Selon le communiqué officiel publié le vendredi 24 octobre 2025 à Kinshasa, l’épidémie s’étend rapidement à des zones autrefois non endémiques. Les inondations, les déplacements de populations, les conflits armés et le manque d’accès à l’eau potable et à l’assainissement contribuent à la propagation de la maladie. À l’approche de la saison des pluies, les autorités redoutent une aggravation de la situation, susceptible d’entraîner une explosion du nombre de cas.
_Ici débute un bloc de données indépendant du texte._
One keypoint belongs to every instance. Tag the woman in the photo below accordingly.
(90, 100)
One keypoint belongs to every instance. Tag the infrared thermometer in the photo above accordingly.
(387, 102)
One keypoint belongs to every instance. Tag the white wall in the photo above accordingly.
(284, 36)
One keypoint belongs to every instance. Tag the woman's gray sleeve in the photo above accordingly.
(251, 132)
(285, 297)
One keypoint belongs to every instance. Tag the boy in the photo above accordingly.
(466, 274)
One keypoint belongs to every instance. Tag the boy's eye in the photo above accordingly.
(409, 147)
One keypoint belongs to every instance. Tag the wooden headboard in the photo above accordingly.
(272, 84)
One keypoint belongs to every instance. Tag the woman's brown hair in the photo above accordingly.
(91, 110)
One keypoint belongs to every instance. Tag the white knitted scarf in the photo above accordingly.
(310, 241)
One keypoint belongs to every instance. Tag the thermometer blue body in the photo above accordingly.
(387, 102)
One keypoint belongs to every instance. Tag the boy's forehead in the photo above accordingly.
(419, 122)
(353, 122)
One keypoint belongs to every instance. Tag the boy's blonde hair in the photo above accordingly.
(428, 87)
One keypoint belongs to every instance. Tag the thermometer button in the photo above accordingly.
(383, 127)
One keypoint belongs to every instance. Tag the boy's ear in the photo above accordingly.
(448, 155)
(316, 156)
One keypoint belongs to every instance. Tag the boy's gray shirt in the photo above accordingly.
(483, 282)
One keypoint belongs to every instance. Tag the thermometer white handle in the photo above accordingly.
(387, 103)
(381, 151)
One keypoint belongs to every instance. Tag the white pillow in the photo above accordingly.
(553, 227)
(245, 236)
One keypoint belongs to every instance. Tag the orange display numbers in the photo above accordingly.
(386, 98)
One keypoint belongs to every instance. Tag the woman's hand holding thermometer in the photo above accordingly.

Face à cette urgence, Médecins Sans Frontières (MSF) a intensifié ses opérations dans plusieurs provinces, notamment au Nord et Sud-Kivu, dans la Tshopo, au Tanganyika, au Maniema et à Kinshasa. Depuis janvier, plus de 35 800 patients ont été pris en charge et 22 000 personnes vaccinées. « La propagation rapide de la maladie est extrêmement préoccupante. Seule une mobilisation générale permettra de freiner cette crise », a déclaré Dr Jean-Gilbert Ndong, coordonnateur médical de MSF en RDC.
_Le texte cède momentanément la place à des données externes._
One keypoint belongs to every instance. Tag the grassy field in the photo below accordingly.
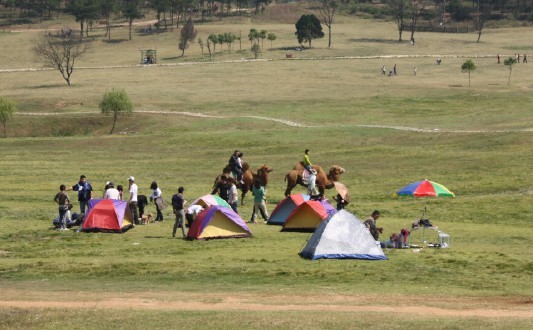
(476, 141)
Cependant, la riposte reste entravée par des manques criants de financement, de coordination et de ressources humaines. Le gouvernement congolais et les partenaires humanitaires peinent à assurer la continuité des interventions, la distribution des vaccins et l’approvisionnement en matériel médical. « Les structures locales ne sont pas adaptées à la gravité de la situation. Il faut une réaction immédiate et coordonnée », plaide Ton Berg, cheffe des programmes de MSF au Sud-Kivu.
Le choléra, infection bactérienne évitable et traitable, continue de faire des ravages en raison des conditions d’hygiène précaires et du faible accès à l’eau potable. MSF appelle à une action nationale concertée et durable pour renforcer le système de santé, améliorer l’assainissement et assurer un accès rapide aux soins. Sans cela, la RDC risque de voir cette épidémie se transformer en une crise humanitaire de grande ampleur.